Viele Wege führen zur Form

Bearbeitungstechnik: Stärken und Grenzen von sechs Verfahren im Vergleich
Viele Wege führen zur Form

Innovative Fertigungsverfahren bieten dem Formenbauer neue Perspektiven. Richtig eingesetzt eröffnen sie einiges Potenzial. Aber auch die etablierten Verfahren werden immer produktiver.

Junge Fertigungsverfahren wie das Ultraschall-unterstützte Schleifen oder das Lasersintern von Metallen bieten Werkzeugbauern neue Möglichkeiten, Formen oder Formteile zu gestalten. Mit ihrer Hilfe können Special Tooler ihren Kunden zudem vielfach einen Mehrwert schaffen – etwa kürzere Taktzeiten durch effizienter gekühlte Spritzgießformen. Für die Wettbewerbsfähigkeit der Betriebe, die beispielsweise Blasformen für Infusionsflaschen, Spritzgießformen für Gehäuseteile medizinischer Geräte oder Schmiedegesenke für Skalpelle herstellen, kann das entscheidend sein. Schließlich steht die Branche nach wie vor unter einem immensen Preisdruck.

Der internationale Wettbewerb lässt heimischen Anbietern meist nur anspruchsvolle High-End-Aufträge. Das Bearbeiten von Hochleistungsmaterialien ist dabei ein wichtiges Thema. Harte und spröde Materialien wie Hartmetall, Keramiken oder Glas sind die Domäne des Ultraschall-unterstützten Schleifens.
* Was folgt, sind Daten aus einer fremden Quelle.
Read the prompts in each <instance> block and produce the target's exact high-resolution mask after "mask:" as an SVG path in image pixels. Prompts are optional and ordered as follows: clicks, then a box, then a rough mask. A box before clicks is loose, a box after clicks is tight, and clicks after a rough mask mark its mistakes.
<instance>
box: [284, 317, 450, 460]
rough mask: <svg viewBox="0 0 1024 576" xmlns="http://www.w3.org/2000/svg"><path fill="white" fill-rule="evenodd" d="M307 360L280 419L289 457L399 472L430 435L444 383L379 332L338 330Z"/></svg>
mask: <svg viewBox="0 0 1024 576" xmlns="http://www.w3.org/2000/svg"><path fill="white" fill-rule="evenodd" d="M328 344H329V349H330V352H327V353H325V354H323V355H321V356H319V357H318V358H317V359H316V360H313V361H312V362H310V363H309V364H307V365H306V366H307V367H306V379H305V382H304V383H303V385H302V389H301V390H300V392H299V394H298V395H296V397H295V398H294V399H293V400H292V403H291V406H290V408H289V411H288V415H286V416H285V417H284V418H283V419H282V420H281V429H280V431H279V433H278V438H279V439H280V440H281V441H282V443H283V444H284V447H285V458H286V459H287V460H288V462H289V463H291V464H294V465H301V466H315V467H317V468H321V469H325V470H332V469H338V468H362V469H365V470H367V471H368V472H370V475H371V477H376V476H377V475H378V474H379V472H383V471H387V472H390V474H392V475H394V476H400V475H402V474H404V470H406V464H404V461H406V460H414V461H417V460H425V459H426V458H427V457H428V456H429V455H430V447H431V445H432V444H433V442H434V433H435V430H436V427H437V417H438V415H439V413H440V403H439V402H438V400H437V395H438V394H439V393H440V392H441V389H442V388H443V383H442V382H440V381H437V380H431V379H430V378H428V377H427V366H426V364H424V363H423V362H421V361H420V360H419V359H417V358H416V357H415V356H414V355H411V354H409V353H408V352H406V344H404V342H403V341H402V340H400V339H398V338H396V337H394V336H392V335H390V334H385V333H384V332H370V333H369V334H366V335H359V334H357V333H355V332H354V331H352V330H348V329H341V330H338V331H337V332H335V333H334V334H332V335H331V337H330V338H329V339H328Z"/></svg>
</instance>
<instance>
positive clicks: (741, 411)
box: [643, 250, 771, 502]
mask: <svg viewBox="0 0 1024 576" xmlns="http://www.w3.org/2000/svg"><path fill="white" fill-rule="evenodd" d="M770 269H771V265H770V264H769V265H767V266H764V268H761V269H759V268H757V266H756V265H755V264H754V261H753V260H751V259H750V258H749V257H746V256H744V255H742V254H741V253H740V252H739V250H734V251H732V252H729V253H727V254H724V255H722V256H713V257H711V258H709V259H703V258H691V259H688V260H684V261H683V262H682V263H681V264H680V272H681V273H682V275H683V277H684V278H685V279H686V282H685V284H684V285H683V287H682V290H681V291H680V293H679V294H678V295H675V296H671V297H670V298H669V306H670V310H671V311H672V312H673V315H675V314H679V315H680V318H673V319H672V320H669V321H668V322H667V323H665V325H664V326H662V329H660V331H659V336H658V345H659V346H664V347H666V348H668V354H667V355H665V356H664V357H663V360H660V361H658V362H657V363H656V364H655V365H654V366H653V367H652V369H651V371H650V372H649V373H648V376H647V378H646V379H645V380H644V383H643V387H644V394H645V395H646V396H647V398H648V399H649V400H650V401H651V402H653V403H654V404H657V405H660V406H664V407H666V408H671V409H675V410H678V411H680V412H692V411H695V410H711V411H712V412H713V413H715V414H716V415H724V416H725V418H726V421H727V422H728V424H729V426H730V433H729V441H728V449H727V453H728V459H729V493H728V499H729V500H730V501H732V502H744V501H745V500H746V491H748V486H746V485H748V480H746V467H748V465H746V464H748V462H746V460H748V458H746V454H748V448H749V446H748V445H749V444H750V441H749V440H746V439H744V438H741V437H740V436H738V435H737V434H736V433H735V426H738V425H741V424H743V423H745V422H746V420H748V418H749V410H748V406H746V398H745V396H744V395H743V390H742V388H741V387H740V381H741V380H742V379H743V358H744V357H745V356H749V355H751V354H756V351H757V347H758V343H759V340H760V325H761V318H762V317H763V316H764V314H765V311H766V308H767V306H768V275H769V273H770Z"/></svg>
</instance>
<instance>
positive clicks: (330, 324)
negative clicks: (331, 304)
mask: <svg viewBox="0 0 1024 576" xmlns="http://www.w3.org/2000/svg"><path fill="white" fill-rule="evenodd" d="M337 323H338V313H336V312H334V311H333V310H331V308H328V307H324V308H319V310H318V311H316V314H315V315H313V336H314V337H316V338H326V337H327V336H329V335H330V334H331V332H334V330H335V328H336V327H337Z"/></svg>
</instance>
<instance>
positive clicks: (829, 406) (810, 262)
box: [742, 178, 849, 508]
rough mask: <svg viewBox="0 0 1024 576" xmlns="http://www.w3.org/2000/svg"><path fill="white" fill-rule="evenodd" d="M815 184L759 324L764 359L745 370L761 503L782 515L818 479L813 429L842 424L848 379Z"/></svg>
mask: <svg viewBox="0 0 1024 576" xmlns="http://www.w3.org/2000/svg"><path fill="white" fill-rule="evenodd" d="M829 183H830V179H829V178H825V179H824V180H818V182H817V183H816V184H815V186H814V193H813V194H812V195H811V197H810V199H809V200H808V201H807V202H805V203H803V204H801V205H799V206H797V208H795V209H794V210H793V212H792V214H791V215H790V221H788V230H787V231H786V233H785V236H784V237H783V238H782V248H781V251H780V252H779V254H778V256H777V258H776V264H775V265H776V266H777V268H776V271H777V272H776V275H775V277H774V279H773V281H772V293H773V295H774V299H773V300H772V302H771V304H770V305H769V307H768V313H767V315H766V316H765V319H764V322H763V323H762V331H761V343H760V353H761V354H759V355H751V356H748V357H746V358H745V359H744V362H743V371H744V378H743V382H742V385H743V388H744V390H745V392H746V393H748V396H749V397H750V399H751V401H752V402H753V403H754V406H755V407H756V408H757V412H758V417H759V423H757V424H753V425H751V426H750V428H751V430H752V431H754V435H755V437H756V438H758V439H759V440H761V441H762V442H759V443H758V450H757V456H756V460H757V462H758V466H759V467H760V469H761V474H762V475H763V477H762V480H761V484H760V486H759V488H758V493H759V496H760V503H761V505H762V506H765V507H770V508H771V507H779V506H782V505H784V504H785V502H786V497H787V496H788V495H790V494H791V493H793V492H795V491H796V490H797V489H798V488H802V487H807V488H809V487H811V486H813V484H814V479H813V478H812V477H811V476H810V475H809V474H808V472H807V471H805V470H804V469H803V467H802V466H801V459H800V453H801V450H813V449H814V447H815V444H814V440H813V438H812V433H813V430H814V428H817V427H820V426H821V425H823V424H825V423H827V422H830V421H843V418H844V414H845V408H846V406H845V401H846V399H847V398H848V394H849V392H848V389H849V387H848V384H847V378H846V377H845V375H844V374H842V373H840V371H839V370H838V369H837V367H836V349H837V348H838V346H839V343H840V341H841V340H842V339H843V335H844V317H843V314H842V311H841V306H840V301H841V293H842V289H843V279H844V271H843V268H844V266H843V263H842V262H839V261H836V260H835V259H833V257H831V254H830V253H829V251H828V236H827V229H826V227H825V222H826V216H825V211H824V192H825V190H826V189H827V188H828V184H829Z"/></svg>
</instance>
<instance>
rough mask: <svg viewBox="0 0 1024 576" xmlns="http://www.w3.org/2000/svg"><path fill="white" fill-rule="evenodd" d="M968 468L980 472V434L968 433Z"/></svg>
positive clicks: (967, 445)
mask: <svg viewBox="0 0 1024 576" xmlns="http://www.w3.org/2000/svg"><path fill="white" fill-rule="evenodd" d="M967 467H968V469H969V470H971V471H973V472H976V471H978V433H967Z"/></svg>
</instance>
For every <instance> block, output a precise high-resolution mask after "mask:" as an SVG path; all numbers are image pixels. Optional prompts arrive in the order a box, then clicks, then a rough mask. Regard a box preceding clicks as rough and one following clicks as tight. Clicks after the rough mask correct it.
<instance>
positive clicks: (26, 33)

Das so genannte Ultrasonic-Verfahren erzeugt in diesen Werkstoffen komplexe dreidimensionale Formen und präzise Bohrungen ab einem Durchmesser von 0,3 mm. Die geringen Prozesskräfte sind der Grund dafür, dass die schwingenden Diamantwerkzeuge in spröden Materialien wie Glas prozesssicher Stege erzeugen, die nur 0,1 mm dick sind. Zum Bearbeiten weicher Werkstoffe wie Aluminium oder NE-Metalle, lässt sich das Ultraschallmodul über eine HSK-Schnittstelle gegen Fräser oder Bohrer austauschen. An seine Grenzen stößt das Verfahren allerdings, wenn hohe Abtragsleistungen oder scharfe Innenecken gefordert sind.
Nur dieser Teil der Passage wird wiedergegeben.